The shift is also being accelerated by co-packaged optics (CPO) and embedded optical designs, which require ultra-compact, high-density optical I/O both inside equipment and at the front panel.
Who’s Bringing What to the Table
Under the new agreements:
- Sanwa Technologies will expand its MMC VSFF portfolio beyond MDC duplex and MMC adapters to include the full MMC multi-fiber connector embodiment.
- Hakusan Inc. will manufacture and supply its TMT ferrule in both x12 and x16 fiber variants, leveraging more than 35 years of low-loss MT ferrule expertise.
- US Conec, the original developer and licensor of the MMC platform, continues expanding the ecosystem through strategic supply partnerships.
Ferrules are critical to optical connector performance, ensuring precise fiber alignment and minimizing insertion loss. Hakusan’s TMT ferrule production in both 12- and 16-fiber configurations supports the increasing diversity of hyperscale network designs.
The collaboration effectively broadens manufacturing capacity and diversifies the supply base at a time when demand for high-density connectivity is accelerating.
AI Infrastructure Is Driving Optical Density
The backdrop to this partnership is the explosive growth of AI infrastructure.
Training and inference clusters—particularly those built around high-performance GPUs—require dense, low-latency optical interconnects. As bandwidth requirements surge, traditional copper links hit physical limits, pushing more connections onto fiber.
Meanwhile, co-packaged optics is reshaping switch and server designs by bringing optical engines closer to the ASIC. That shift increases internal fiber density requirements and places new demands on compact connector platforms.
MMC’s smaller footprint and modularity align neatly with these trends.
The result: a fast-growing ecosystem that requires not just innovation, but scale.

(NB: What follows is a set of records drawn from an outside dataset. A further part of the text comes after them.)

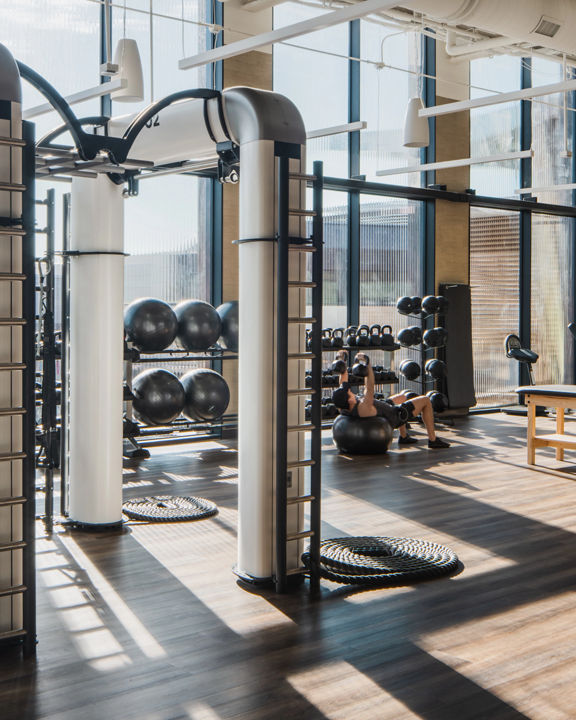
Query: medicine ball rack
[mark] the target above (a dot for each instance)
(425, 382)
(173, 433)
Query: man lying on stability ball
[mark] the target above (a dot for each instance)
(397, 409)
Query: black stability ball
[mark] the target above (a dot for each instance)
(207, 394)
(404, 305)
(158, 397)
(199, 325)
(150, 324)
(228, 313)
(362, 436)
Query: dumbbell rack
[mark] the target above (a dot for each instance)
(425, 381)
(358, 382)
(17, 368)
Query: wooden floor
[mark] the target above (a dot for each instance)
(152, 624)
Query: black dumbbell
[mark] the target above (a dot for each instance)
(375, 335)
(410, 369)
(416, 334)
(436, 368)
(350, 338)
(438, 400)
(430, 304)
(339, 367)
(406, 337)
(404, 305)
(363, 336)
(416, 304)
(338, 338)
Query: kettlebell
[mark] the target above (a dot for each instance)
(375, 335)
(338, 337)
(416, 334)
(363, 336)
(387, 339)
(360, 369)
(339, 367)
(351, 336)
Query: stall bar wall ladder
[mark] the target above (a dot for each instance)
(287, 245)
(17, 405)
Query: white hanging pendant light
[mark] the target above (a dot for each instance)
(416, 131)
(127, 57)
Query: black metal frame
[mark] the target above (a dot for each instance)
(28, 390)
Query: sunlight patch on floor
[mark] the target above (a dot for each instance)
(340, 692)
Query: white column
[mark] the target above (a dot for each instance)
(96, 351)
(257, 362)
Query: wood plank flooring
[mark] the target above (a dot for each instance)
(151, 623)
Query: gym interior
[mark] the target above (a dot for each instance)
(215, 214)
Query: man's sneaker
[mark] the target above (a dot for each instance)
(438, 443)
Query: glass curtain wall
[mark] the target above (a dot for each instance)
(494, 234)
(552, 278)
(167, 225)
(494, 244)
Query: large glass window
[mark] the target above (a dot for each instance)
(495, 129)
(386, 85)
(495, 290)
(308, 73)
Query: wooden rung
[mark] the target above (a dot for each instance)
(12, 501)
(297, 571)
(302, 177)
(9, 412)
(12, 546)
(8, 457)
(8, 230)
(302, 248)
(302, 213)
(300, 536)
(14, 590)
(12, 277)
(301, 428)
(562, 441)
(300, 463)
(300, 499)
(13, 142)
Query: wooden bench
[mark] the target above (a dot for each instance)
(559, 397)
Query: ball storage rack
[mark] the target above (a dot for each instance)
(180, 430)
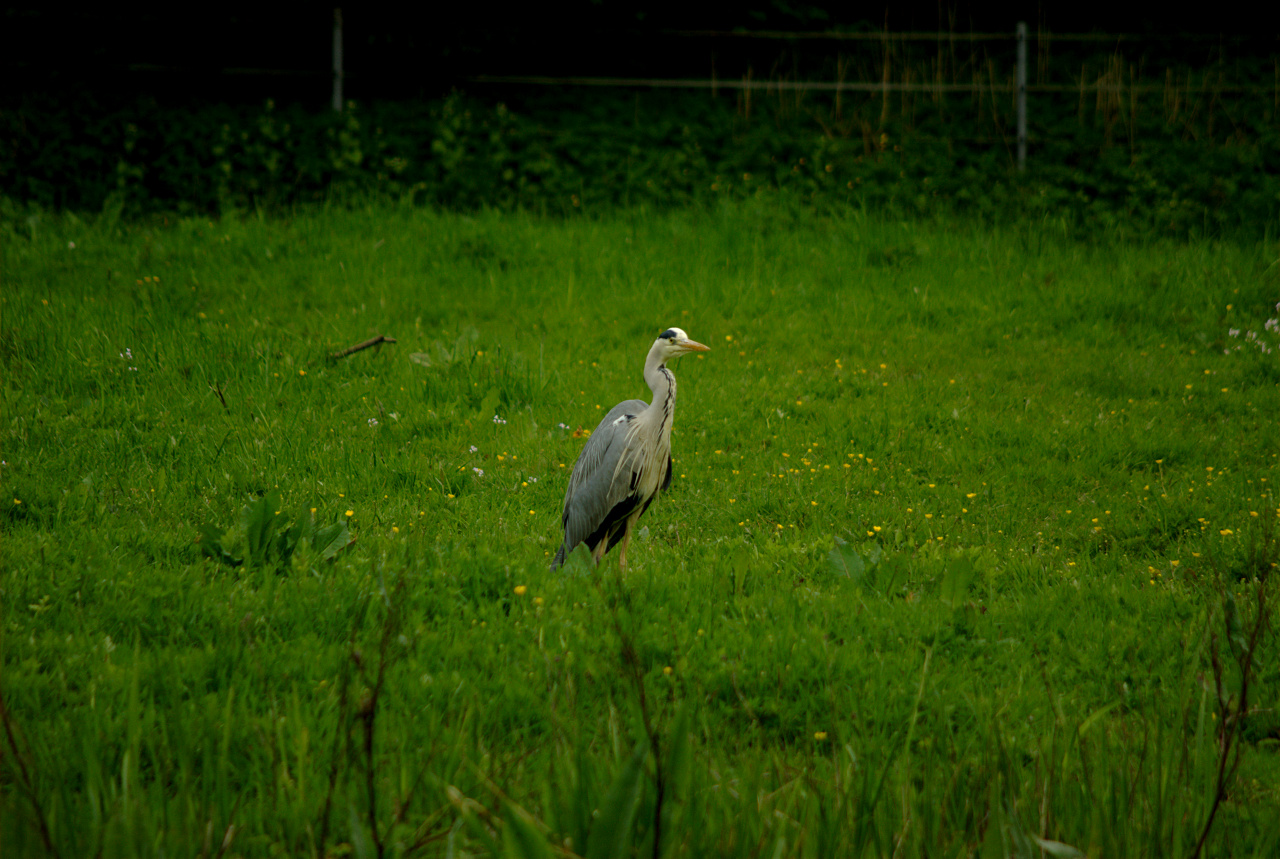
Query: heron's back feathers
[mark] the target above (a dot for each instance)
(617, 471)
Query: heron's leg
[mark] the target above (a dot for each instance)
(622, 549)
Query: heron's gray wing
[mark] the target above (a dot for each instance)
(592, 490)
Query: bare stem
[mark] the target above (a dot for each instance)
(359, 347)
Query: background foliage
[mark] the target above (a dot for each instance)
(968, 533)
(1160, 142)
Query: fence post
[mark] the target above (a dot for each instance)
(337, 60)
(1022, 96)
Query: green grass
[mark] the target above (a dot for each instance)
(1042, 442)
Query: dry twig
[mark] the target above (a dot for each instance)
(371, 342)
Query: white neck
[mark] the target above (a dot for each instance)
(661, 380)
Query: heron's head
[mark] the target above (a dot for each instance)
(673, 342)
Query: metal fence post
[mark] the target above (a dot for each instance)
(1022, 96)
(337, 60)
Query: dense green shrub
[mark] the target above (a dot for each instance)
(1148, 170)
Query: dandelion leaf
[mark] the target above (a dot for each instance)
(845, 561)
(956, 580)
(259, 520)
(213, 545)
(1057, 849)
(579, 563)
(332, 539)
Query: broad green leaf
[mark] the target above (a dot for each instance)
(611, 834)
(680, 757)
(259, 520)
(332, 539)
(579, 563)
(520, 836)
(1057, 849)
(956, 580)
(846, 562)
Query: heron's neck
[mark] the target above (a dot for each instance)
(663, 384)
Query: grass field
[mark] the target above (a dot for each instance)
(963, 551)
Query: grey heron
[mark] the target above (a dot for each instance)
(626, 461)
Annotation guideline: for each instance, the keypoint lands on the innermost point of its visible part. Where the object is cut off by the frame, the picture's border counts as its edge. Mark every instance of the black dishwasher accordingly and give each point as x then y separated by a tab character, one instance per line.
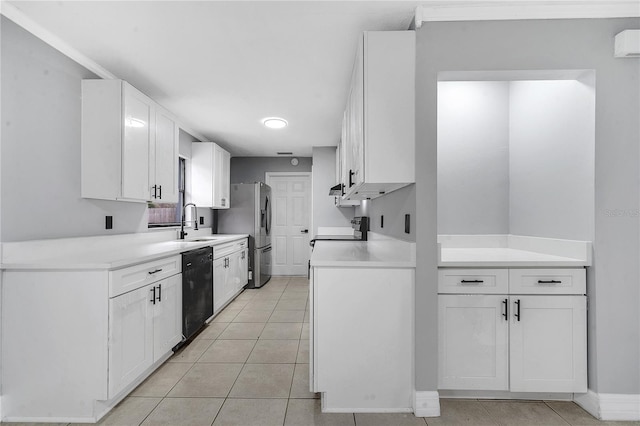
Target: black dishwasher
197	290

Strengthening the Supply Chain
One of the challenges with any emerging connectivity standard is ensuring sufficient manufacturing capacity and interoperability across vendors.

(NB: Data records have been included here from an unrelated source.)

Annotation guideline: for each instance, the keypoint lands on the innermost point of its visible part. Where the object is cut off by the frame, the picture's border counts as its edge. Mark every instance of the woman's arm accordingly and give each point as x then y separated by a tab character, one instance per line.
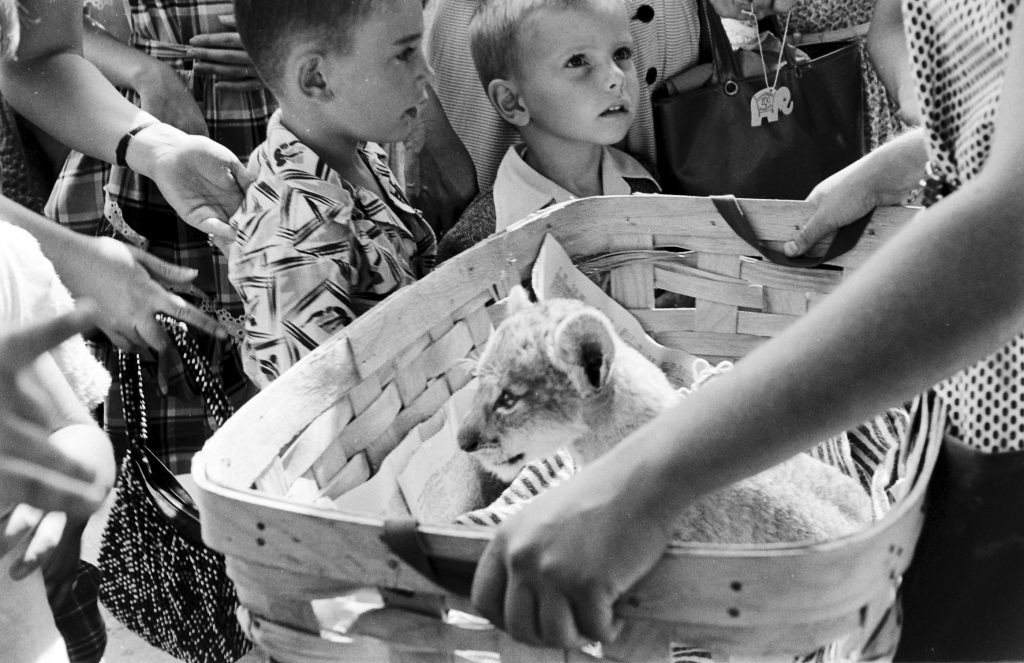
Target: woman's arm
161	90
887	48
126	284
945	292
35	466
56	88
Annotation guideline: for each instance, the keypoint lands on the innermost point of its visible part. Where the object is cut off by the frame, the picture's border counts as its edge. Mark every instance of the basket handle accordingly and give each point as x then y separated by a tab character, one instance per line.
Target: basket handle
401	536
845	239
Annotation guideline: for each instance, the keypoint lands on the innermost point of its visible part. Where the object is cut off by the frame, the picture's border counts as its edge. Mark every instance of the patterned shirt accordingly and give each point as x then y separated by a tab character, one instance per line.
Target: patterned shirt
313	251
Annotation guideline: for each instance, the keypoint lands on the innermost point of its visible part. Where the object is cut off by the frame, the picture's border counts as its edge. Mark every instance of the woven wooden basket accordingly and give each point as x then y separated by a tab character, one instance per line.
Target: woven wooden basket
394	369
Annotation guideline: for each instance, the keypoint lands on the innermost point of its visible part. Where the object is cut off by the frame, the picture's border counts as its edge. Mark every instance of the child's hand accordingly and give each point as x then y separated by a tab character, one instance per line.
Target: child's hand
163	94
840	200
223	55
32	536
33	468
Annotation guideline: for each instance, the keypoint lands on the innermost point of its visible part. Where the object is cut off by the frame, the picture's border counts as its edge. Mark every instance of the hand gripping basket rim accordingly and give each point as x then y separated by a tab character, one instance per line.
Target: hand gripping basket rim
394	367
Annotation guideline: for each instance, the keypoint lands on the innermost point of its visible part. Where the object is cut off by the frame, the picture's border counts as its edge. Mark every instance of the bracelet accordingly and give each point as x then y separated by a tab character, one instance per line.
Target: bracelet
122	151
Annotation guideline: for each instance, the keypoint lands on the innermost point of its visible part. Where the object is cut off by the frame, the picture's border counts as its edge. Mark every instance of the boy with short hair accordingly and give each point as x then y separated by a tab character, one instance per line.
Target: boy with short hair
561	72
326	232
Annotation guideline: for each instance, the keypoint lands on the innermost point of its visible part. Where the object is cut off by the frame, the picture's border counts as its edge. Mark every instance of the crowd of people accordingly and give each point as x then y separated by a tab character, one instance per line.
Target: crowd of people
126	130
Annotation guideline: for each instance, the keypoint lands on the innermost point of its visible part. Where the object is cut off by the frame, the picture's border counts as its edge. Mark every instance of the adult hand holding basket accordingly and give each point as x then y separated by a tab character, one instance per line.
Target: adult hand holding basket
395	367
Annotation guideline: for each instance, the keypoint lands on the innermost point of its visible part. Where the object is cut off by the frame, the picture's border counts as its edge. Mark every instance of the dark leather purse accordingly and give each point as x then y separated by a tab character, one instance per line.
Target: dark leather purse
742	136
159	579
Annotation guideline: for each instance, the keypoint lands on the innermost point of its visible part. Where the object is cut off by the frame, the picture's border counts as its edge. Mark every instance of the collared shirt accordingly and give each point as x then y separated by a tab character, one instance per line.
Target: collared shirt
520	191
523	191
313	251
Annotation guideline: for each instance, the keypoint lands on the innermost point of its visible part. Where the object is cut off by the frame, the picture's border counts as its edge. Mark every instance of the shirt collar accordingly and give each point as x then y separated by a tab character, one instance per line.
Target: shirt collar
520	191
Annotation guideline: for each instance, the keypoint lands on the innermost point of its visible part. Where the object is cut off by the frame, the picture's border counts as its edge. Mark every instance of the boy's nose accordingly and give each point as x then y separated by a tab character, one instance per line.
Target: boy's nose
615	76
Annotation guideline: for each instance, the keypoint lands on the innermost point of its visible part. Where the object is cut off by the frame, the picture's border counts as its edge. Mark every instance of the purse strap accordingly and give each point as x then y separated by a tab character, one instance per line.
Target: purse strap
197	371
846	238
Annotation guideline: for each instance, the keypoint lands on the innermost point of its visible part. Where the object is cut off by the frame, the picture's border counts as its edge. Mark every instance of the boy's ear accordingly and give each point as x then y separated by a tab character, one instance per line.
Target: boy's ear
504	95
311	78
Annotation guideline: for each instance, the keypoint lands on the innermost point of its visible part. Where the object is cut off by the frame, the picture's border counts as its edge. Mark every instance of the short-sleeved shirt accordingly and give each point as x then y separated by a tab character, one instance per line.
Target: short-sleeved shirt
313	251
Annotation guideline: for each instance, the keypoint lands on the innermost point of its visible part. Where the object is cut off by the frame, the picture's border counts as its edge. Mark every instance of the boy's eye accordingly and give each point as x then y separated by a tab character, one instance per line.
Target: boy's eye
506	401
577	60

By formalizing licensing and supply agreements, the three companies are signaling confidence that MMC has moved beyond niche adoption into mainstream hyperscale deployment.
For hyperscale operators and OEMs, a broader supplier base reduces risk, shortens lead times, and supports multi-source strategies—critical in an industry still wary of supply chain bottlenecks following recent global disruptions.

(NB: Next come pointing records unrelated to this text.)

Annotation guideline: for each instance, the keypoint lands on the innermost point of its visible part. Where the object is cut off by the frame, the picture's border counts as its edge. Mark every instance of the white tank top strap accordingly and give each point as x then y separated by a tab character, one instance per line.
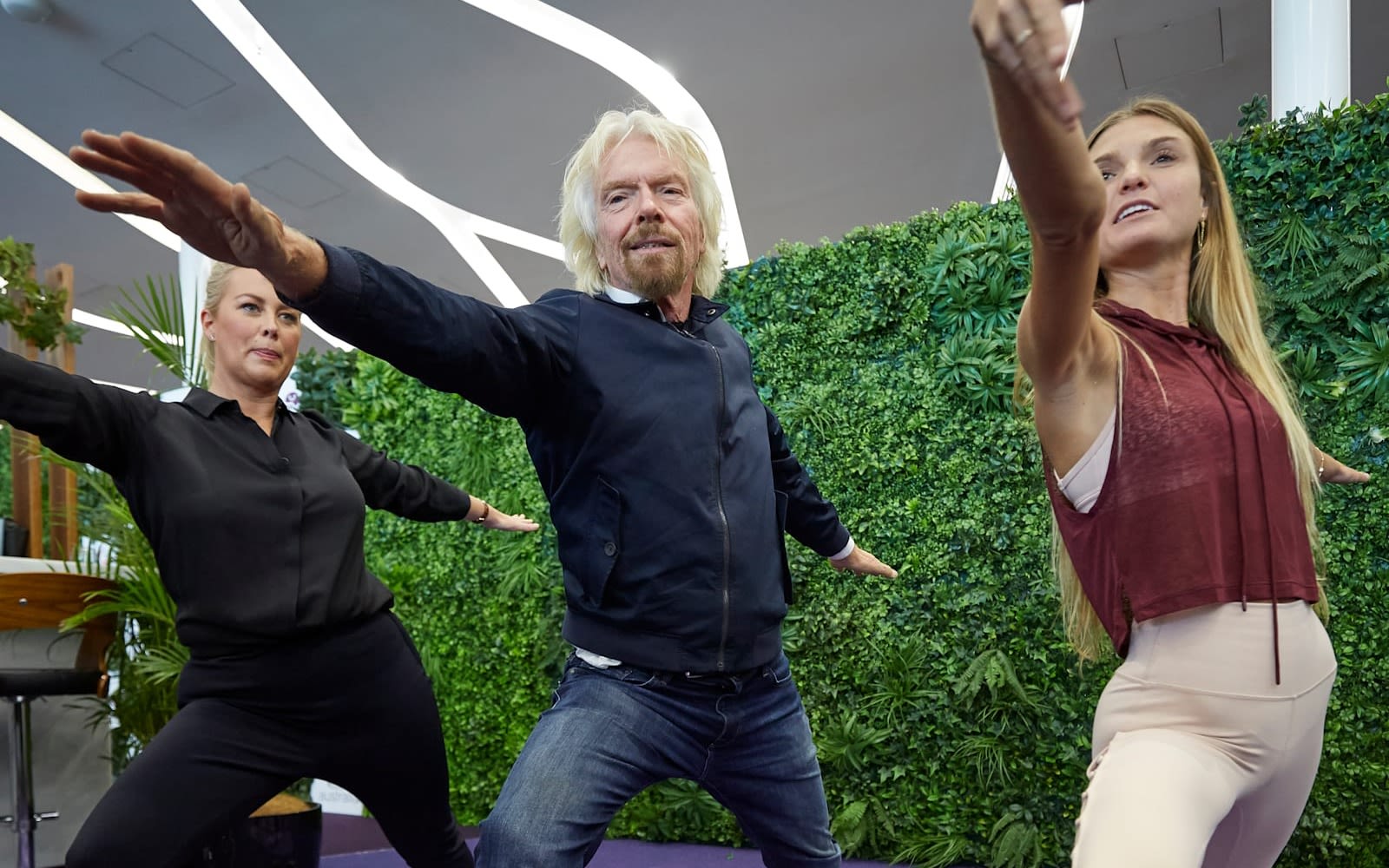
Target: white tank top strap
1083	483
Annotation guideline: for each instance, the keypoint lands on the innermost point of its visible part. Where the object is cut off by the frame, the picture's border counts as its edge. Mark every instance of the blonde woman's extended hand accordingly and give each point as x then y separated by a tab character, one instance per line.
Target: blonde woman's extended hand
1027	39
1333	472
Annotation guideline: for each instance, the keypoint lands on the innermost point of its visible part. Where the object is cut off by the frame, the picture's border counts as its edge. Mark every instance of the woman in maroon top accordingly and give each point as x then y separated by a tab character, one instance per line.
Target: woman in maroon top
1180	470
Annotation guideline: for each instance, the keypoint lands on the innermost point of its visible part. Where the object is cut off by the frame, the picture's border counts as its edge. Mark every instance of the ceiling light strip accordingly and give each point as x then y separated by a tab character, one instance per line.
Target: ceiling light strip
646	76
460	228
1073	16
56	161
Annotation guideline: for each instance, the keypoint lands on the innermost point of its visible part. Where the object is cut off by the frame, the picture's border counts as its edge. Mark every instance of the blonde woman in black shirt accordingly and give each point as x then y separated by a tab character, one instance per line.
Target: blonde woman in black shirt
256	517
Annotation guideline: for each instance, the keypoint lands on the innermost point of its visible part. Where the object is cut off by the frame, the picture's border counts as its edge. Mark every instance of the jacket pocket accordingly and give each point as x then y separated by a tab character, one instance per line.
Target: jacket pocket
782	503
604	542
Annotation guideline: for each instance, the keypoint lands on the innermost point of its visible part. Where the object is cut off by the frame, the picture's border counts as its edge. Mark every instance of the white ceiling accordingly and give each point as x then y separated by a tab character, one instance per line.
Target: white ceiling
833	113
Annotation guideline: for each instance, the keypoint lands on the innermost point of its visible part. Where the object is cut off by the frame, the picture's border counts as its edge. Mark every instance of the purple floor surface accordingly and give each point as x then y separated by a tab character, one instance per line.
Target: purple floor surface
344	837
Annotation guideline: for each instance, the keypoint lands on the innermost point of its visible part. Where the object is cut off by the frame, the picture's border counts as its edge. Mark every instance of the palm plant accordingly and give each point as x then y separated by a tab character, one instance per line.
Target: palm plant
156	317
149	656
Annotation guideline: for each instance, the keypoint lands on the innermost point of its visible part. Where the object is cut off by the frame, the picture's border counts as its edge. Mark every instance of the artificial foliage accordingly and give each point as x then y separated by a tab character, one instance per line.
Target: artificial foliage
951	715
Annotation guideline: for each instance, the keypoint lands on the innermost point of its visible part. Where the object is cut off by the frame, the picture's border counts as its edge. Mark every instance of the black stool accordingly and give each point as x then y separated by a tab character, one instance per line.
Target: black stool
43	601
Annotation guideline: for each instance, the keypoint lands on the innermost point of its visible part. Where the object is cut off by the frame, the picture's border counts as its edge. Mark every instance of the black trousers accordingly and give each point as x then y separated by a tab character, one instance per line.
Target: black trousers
351	706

MMC solutions from the three companies will be showcased at the 2026 Optical Fiber Communication (OFC) Conference in Los Angeles, a key venue where data center connectivity standards often gain momentum.
The Bigger Picture
The partnership underscores a larger industry shift: optical connectivity is no longer a background component. It’s a strategic enabler of AI-scale infrastructure.
As data centers evolve to support AI-native workloads, optical density, modularity, and performance are becoming competitive differentiators.
By expanding the MMC ecosystem, Sanwa, Hakusan, and US Conec are positioning themselves at the center of that transformation—ensuring that as compute scales, the fiber backbone can keep pace.